Bryant gave Ford a paid position for the 1959 and 1960 seasons at Alabama. The Tide consistently improved in Bryant’s first three years as head coach, going from 5-4-1 in 1958 to 7-2-2 in 1959 to 8-1-2 in 1960.
At the University of Georgia, meanwhile, Wally Butts left coaching in late 1960 to become the school’s athletic director after having compiled a 140-86-9 record as the Bulldogs’ head football coach. His replacement, Johnny Griffith, offered Ford a job paying three times as much as he was making at Alabama. It was an offer Ford couldn’t refuse.
Georgia went 3-7 in 1961. Back at Alabama, the Crimson Tide went 11-0 and won the national championship.
After one year at Georgia, Ford was offered the position of defensive coordinator at the University of Kentucky under new head coach Charlie Bradshaw, who had been an assistant on Bryant’s staff at Alabama from 1959-61.
Ford says he “wasn’t looking to leave Georgia, but Coach Bryant urged me to take the job. He said Charlie needed to quickly put together a staff.”
Ford says the coaching staff at Kentucky was criticized by some people for being too tough on athletes. A number of players quit the team, and the Wildcats went 3-5-2. Though he didn’t agree with the criticism, Ford felt it was a good time to leave coaching. He returned to Wynne and worked during the 1963 season as a Dallas Cowboys scout.
Bradshaw, however, urged Ford to return to Lexington. So Ford was back on the staff for the 1964 and 1965 seasons as the Wildcats went 5-5 and 6-4.
Ford joined Paul Davis’ coaching staff at Mississippi State University for the 1966 season. The Bulldogs went 2-8, and both Davis and athletic director Wade Walker were dismissed in December of that year. Having had enough of the constant moves and pressure that are a part of being a major college football coach, Ford decided to enter law school at Arkansas.
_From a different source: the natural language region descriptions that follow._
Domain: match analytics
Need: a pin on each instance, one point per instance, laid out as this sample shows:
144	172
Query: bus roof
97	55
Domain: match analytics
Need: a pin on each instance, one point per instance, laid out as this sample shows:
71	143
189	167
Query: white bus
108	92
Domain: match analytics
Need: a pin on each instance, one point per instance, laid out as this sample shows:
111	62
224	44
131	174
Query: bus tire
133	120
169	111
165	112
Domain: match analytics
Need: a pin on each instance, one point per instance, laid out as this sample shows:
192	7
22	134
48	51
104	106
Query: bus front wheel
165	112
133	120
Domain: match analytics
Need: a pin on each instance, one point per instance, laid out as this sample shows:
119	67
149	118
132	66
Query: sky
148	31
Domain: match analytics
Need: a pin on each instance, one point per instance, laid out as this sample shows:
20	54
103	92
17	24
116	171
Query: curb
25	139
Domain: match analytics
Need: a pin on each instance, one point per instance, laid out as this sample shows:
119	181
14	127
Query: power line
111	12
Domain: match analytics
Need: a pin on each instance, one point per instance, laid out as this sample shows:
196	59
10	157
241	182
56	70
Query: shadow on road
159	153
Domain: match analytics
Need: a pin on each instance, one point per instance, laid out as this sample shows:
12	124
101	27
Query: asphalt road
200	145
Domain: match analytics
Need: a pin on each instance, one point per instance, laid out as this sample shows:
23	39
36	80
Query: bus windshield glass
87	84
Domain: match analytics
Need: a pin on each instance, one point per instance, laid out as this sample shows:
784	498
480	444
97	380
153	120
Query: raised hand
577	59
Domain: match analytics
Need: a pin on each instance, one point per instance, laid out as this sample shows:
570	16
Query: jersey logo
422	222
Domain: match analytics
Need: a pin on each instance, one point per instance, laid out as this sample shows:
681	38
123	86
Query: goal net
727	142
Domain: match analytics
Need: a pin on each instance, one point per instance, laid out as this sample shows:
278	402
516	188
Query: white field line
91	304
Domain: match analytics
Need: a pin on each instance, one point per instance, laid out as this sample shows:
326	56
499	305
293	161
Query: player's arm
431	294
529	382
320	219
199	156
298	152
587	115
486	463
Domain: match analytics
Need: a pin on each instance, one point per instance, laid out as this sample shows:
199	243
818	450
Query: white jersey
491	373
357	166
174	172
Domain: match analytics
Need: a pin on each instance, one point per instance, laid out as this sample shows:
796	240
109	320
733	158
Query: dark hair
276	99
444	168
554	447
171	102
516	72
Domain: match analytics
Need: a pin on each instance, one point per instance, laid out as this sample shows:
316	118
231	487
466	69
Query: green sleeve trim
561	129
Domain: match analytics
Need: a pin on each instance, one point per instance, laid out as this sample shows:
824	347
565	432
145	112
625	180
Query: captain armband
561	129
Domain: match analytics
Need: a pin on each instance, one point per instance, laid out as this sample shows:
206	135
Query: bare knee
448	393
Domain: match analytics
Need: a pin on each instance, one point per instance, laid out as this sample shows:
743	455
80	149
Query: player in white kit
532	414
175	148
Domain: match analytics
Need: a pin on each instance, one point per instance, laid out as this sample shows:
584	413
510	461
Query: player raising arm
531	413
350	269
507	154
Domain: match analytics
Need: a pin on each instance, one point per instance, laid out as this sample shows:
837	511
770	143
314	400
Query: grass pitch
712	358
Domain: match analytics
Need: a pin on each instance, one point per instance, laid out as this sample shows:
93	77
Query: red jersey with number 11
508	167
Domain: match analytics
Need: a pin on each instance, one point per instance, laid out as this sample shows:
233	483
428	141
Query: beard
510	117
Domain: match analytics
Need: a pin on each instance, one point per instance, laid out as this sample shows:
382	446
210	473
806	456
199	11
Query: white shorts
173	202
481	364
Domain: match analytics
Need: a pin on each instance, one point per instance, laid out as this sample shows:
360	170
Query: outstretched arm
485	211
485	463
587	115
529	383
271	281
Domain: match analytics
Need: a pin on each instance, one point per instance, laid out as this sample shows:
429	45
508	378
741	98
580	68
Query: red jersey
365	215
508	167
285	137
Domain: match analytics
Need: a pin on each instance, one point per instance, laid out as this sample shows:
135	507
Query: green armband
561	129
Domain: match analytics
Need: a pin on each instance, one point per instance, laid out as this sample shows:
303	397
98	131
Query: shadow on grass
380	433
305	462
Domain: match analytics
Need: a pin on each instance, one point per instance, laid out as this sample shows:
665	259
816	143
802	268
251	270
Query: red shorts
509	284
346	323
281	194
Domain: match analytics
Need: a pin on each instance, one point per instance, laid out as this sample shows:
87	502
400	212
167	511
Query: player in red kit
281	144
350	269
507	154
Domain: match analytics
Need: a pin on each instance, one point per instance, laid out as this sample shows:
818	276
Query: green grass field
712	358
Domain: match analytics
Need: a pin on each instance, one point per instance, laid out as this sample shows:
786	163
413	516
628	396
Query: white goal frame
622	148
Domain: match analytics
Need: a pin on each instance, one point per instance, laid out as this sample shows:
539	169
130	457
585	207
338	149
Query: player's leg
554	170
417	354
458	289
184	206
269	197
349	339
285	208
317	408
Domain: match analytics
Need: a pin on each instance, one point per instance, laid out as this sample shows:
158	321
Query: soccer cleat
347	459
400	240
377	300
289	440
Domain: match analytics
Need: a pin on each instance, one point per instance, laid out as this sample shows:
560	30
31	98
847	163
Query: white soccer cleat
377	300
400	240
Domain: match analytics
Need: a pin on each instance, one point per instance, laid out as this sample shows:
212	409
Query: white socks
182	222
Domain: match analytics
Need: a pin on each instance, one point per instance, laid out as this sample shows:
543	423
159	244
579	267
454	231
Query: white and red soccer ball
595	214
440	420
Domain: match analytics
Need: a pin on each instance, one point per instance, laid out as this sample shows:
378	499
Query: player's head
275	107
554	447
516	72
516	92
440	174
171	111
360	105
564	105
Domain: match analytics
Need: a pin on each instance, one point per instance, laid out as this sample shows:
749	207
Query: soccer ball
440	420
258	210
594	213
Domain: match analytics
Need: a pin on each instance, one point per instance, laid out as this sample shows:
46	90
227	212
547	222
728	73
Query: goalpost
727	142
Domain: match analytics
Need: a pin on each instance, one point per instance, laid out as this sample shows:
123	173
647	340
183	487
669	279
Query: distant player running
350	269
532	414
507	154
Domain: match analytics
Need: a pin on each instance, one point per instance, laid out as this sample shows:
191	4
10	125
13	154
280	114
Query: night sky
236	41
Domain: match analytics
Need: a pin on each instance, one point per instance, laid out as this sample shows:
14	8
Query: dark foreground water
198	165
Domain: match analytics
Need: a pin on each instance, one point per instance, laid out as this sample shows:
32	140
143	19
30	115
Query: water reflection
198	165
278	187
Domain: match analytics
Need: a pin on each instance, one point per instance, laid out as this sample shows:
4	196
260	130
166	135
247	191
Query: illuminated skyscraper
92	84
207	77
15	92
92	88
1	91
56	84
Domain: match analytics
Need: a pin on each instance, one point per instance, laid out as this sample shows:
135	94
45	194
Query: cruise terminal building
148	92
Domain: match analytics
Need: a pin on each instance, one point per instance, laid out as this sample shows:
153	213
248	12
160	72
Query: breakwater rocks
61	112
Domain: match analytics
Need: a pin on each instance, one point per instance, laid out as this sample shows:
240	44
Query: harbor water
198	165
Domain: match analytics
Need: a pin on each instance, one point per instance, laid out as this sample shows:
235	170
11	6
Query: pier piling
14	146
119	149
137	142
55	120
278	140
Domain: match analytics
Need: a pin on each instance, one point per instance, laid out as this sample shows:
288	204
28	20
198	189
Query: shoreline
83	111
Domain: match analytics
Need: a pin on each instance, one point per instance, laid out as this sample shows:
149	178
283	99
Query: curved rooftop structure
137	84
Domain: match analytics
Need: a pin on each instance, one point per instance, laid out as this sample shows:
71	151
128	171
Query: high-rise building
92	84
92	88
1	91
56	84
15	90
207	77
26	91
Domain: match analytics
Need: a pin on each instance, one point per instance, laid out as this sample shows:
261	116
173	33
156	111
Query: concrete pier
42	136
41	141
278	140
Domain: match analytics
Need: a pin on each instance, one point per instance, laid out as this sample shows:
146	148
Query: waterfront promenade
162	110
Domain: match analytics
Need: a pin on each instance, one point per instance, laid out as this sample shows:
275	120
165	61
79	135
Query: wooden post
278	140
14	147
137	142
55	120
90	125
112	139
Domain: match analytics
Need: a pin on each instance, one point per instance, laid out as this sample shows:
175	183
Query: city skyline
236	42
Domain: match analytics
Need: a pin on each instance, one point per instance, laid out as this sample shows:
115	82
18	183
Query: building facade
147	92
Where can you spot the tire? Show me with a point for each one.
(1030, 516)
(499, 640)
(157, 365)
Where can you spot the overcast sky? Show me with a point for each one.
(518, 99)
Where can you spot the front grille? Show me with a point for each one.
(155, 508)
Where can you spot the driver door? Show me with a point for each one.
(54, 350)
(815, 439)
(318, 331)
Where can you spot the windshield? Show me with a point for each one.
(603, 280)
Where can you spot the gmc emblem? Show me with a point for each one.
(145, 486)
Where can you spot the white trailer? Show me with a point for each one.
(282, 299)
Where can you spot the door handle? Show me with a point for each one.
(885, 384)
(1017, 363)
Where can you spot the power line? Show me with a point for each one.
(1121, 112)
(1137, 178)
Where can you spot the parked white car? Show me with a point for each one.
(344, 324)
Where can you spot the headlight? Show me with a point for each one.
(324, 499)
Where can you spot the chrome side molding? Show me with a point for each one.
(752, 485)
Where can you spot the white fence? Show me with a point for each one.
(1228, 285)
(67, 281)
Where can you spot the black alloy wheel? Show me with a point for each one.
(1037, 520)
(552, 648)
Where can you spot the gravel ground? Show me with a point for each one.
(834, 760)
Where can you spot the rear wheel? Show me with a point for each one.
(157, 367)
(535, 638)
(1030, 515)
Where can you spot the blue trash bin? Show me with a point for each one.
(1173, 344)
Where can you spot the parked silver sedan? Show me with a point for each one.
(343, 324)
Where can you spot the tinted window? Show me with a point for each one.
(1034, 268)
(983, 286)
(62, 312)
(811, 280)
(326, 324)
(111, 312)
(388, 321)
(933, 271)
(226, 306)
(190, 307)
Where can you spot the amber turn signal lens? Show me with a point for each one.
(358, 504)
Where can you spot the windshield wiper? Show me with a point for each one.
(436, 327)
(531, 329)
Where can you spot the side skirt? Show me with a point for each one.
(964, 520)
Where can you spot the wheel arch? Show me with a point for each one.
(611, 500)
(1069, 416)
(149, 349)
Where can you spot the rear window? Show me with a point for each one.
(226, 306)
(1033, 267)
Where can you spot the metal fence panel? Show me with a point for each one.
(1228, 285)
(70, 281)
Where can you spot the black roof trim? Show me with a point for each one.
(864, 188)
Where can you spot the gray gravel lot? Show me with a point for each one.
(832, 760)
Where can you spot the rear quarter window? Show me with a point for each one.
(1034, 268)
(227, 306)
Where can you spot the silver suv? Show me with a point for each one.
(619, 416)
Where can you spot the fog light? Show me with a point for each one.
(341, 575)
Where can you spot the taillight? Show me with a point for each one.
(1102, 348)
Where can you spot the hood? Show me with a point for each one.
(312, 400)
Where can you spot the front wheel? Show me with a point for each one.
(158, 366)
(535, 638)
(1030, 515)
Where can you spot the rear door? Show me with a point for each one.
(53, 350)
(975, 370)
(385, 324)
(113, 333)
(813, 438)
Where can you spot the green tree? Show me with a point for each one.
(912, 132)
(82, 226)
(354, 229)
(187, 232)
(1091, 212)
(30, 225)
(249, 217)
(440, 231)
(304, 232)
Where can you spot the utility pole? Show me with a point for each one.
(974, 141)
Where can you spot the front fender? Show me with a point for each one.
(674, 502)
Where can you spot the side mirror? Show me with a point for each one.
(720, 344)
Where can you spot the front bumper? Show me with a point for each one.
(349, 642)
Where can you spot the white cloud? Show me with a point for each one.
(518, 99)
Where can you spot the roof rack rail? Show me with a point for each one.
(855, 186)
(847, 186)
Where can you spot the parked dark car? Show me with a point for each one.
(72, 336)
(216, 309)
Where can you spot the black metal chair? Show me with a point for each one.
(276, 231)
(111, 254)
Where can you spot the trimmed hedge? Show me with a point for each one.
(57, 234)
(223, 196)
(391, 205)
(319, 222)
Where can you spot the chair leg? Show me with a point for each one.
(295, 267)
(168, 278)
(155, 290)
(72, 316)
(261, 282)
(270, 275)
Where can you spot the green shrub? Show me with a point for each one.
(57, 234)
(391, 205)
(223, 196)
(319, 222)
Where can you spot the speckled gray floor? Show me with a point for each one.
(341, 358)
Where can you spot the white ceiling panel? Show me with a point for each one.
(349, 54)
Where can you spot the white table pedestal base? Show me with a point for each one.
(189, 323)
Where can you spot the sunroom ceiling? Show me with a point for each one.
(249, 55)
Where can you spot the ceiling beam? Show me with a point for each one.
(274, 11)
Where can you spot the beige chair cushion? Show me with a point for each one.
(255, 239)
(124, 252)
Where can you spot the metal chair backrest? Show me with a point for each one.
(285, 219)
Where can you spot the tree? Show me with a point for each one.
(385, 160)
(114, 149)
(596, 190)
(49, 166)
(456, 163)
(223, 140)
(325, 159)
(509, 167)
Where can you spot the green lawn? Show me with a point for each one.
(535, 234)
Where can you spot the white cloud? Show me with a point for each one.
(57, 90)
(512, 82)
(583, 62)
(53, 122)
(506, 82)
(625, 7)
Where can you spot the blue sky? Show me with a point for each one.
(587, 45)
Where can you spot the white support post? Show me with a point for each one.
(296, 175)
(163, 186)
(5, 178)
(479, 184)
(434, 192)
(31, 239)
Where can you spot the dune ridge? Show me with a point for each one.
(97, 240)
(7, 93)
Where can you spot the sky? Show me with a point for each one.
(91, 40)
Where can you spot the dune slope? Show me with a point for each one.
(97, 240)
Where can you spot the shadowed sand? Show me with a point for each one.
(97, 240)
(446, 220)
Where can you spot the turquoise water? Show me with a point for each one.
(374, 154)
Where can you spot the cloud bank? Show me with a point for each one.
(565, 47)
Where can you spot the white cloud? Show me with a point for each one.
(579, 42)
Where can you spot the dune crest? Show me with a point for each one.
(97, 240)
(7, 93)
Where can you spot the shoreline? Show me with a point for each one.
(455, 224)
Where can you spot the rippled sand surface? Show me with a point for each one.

“I first was going to go back to Wynne and scout for the Cowboys again,” he says. “But Coach Broyles allowed me to work my way through law school by coaching the freshmen. I had a wife and three young kids, and we moved into Carlton Terrace on the Arkansas campus. I helped coach the freshmen for three seasons and scouted future opponents.”
Ford even scouted Texas prior to the Big Shootout of 1969, which the Longhorns won, 15-14. After obtaining his law degree and moving back to Wynne to practice law in 1970, Ford hooked back up with the Cowboys. For the next two decades, he would find free agents for the team’s director of player personnel, Gil Brandt, and head coach Tom Landry.
“Gil Brandt was a scouting genius,” Ford says.
Ford remained involved with the sport he loves in other ways. In 1971, for instance, he went on a European scouting tour for the Cowboys, finding Austrian kicker Toni Fritsch in the process.
Bryant occasionally would ask Ford to attend Alabama games and act as if he were a scout, reporting back to Bryant on any weaknesses he detected in the Crimson Tide offense, defense or kicking game.
In 1983, Ford was inducted into the University of Memphis M Club Hall of Fame.
“Coach Bryant, Coach Broyles and Coach Landry never stopped helping me,” Ford says. “They were a blessing to me.”
Football — college and professional — is a thread that has run through Bob Ford’s life.